DeepMind, Google’s AI research lab, is pioneering a new AI technology designed to create soundtracks for videos. This innovation, named V2A (video-to-audio), is being positioned as a crucial component in the evolving landscape of AI-generated media. Despite significant advancements in video-generating AI models, including those developed by DeepMind, the challenge remains that these models cannot produce synchronized sound effects.
“Video generation models are advancing at an incredible pace, but many current systems can only generate silent output,” DeepMind stated in an official blog post. “V2A technology [could] become a promising approach for bringing generated movies to life.”

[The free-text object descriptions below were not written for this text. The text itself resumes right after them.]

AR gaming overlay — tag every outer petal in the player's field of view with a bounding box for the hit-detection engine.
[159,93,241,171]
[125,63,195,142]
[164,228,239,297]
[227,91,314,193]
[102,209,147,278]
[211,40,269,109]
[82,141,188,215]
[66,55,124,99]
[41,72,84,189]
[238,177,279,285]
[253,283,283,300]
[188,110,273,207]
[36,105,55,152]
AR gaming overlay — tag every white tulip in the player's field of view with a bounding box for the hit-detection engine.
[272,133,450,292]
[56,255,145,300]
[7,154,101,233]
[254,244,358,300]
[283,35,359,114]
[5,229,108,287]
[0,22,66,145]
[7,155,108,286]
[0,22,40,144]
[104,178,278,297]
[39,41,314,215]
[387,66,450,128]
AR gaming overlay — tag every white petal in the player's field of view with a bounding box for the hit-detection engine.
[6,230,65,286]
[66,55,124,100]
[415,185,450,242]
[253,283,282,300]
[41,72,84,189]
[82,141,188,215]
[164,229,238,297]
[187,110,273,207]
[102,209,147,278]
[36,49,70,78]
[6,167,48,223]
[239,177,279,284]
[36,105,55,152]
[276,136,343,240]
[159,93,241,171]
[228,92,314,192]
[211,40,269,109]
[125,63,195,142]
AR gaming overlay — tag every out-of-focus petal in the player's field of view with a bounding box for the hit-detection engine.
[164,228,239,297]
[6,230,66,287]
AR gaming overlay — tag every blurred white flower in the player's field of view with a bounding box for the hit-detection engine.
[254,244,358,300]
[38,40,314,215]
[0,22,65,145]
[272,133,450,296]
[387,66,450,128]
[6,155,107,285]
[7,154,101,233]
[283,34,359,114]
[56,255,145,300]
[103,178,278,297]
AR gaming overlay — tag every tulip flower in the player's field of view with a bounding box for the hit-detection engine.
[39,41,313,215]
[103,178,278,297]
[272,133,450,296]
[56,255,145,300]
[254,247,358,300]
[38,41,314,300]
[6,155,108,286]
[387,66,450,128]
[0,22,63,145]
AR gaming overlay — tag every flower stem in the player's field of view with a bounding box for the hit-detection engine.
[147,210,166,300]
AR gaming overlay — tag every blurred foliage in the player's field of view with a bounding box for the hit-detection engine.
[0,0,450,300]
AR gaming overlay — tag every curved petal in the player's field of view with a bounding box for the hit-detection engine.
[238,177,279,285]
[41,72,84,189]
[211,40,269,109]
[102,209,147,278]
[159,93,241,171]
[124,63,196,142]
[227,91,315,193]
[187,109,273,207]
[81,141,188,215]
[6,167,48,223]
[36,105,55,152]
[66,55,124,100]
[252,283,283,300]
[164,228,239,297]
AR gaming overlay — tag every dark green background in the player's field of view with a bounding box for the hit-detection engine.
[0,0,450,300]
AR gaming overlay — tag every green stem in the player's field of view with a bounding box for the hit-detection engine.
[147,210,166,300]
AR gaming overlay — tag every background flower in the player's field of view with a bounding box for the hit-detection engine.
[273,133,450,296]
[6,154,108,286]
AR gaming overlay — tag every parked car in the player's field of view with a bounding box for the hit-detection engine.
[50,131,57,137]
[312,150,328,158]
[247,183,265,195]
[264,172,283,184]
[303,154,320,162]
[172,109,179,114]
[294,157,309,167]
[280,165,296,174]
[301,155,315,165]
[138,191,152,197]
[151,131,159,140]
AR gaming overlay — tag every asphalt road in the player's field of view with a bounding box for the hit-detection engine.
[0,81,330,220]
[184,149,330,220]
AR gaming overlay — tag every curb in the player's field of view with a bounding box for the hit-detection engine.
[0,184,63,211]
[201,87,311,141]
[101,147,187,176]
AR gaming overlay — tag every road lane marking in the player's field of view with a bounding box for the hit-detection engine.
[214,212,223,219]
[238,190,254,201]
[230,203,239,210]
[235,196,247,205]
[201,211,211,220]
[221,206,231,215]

DeepMind’s V2A technology operates by using a description of a soundtrack (for example, “jellyfish pulsating under water, marine life, ocean”) paired with a video to produce music, sound effects, and dialogue that match the video’s characters and tone. This is enhanced with DeepMind’s deepfakes-combating SynthID technology. The AI model driving V2A, a diffusion model, was trained on a diverse set of sounds, dialogue transcripts, and video clips.
“By training on video, audio, and additional annotations, our technology learns to associate specific audio events with various visual scenes, while responding to the information provided in the annotations or transcripts,” explained DeepMind. DeepMind has not disclosed whether any of the training data was copyrighted or if the data creators were informed about the use of their content. Clarification has been sought from DeepMind on this matter.
AI-powered sound-generating tools are not new. Recent examples include Stability AI‘s release and ElevenLabs‘ launch in May. Similarly, models that generate video sound effects have been developed by Microsoft, which can produce talking and singing videos from still images, and platforms like Pika and GenreX that generate music or effects for videos.
However, DeepMind claims that V2A technology is unique because it can understand the raw pixels of a video and automatically sync generated sounds with the video, even without a description. Despite its potential, V2A technology has its limitations. The model was not extensively trained on videos with artifacts or distortions, resulting in lower-quality audio for such videos. Generally, the generated audio lacks a natural sound quality, with critiques describing it as a “smorgasbord of stereotypical sounds.”
To prevent misuse, DeepMind has decided against releasing the technology to the public in the near future. “To ensure our V2A technology has a positive impact on the creative community, we’re gathering diverse perspectives and insights from leading creators and filmmakers and using this feedback to guide our ongoing research and development,” DeepMind noted. Before considering broader public access, the technology will undergo rigorous safety assessments and testing.
DeepMind envisions V2A technology as particularly beneficial for archivists and individuals working with historical footage. However, the broader implications of generative AI in the film and TV industry pose significant challenges. Ensuring that such tools do not eliminate jobs or entire professions will require strong labour protections and careful consideration of the technology’s impact.
In summary, while DeepMind’s V2A technology holds promise for enhancing AI-generated media, its development and deployment must be handled with caution to avoid unintended negative consequences.